Two of the Shanghai evening newspapers though reported a different story. One of them speculated that the deceased had committed suicide by taking poison and the second one alleged that Holdsworth had "threatened to jump into the river at Woosung some days ago". Another tragic coincidence, another lost soul taking his own life or the curse of Kung-Fah striking once more? What would happen with the Shanghai firm now that a second of its managers passed so unexpectedly and who would dare to take over the leadership from here?
H.H. Fowler could not have cared less about purported Chinese curses nor the death of his rival Holdsworth: as the second-in-line, his time had come to be promoted to manager of Kung-Fah and lead all of Nutter & Co's China import business. Unheard of, even among the "Shanghai 400" foreign elites, for a man only in his mid-twenties to achieve such a position.
One year later the Xinhai Revolution toppled the hated Manchu-led Qing Dynasty and with that collapsed the thousands year old Chinese monarchy. Both H.H. and his company Kung-fah survived the turbulences unscathed and a bright future lay ahead in the new Republic of China established on January 1st 1912. Had luck finally turned for Kung-Fah and its leaders?
You might not believe us, when we report on what happened next. But rest assured, that not a word of this story has been fictionalized - all sources are available in public records and news archives.
Just a few days after the Republic had been proclaimed in China, young Walter Nutter Jr., who had by now taken over his family business, died in London at the mere age of 38.

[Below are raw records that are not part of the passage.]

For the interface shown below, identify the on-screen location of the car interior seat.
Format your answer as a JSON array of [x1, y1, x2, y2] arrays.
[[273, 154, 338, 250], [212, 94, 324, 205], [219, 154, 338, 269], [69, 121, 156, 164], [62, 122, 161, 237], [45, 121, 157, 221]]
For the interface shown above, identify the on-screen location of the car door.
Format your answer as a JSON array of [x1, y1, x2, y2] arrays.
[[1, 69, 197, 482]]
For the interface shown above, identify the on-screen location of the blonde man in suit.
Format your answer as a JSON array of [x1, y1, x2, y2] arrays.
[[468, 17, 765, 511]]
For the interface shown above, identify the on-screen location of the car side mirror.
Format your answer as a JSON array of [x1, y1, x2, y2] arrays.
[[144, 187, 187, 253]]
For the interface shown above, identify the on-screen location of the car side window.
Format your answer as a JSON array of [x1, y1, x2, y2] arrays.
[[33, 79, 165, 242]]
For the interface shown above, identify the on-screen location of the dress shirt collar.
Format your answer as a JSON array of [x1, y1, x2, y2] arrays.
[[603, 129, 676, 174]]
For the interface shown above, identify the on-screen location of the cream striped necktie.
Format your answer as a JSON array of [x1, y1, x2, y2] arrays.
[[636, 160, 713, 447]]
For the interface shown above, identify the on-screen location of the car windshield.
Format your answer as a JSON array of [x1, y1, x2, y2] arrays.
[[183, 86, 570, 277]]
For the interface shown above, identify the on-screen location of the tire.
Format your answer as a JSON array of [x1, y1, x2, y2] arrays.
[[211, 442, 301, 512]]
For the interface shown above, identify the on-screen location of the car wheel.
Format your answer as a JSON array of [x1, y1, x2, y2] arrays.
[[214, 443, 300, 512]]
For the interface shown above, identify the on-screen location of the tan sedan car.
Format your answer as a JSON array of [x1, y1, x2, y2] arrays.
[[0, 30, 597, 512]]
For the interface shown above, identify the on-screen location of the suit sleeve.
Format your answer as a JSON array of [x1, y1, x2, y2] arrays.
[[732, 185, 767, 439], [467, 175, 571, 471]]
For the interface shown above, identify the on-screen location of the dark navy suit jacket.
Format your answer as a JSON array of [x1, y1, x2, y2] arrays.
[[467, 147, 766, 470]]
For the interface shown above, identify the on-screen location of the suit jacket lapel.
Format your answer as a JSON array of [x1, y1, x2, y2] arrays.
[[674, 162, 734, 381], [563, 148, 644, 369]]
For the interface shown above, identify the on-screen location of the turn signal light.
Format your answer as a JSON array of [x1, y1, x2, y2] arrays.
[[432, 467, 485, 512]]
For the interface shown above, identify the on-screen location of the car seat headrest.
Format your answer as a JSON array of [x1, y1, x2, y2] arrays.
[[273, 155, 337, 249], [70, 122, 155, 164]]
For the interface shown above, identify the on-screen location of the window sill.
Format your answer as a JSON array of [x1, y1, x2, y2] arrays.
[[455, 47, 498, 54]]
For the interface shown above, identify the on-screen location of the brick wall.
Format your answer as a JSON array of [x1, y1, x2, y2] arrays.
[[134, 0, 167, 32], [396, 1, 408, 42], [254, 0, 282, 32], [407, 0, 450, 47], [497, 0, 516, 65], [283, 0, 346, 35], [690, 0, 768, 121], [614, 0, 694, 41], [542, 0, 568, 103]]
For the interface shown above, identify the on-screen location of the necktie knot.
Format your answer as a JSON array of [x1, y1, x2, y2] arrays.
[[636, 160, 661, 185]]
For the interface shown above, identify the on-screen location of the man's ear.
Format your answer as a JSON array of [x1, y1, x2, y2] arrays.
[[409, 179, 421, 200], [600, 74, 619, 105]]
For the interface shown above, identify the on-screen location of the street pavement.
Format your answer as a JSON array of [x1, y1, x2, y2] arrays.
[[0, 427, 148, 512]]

Eight years later in 1920, Walter Nutter Sr. passed away in Essex. With the Great War’s end, his brothers’ premature death, and the father’s failing health, the only remaining son, Percy, already felt he had no choice but to sell the Chinese operations of Nutter & Co in 1918. And so, it was announced on 1st January 1919 in the North China Daily Herald that the famous British conglomerate in China, George McBain, (麥邊洋行) had acquired Walter Nutter & Co., and with that formed its own import department under the management of Mr. H.H. Fowler, former Rex & Co's only remaining employee. The old trade name "Kung-Fah" was irrevocably discarded as the operations were absorbed into McBain ("Mai-bien" in Chinese), marking the end of its 30 years long existence in the Middle Kingdom.
With the discontinuation of "Kung-Fah", also its dreaded curse seemed to have finally been lifted: Herbert Henry Fowler successfully continued his career at George McBain, before he joined Brunner, Mond & Co China in 1926 as sales manager and ultimately even became one of its Managing Directors in 1929. He died in 1968, in the town of Battle, Sussex, England, at the age of 84.
Sadly (or fortunately?), little remains of Alfred B. Rex’s and Kung-Fah's legacy in China apart from the one rusty kerosene lamp in our collection - the genie and its curse locked safe inside.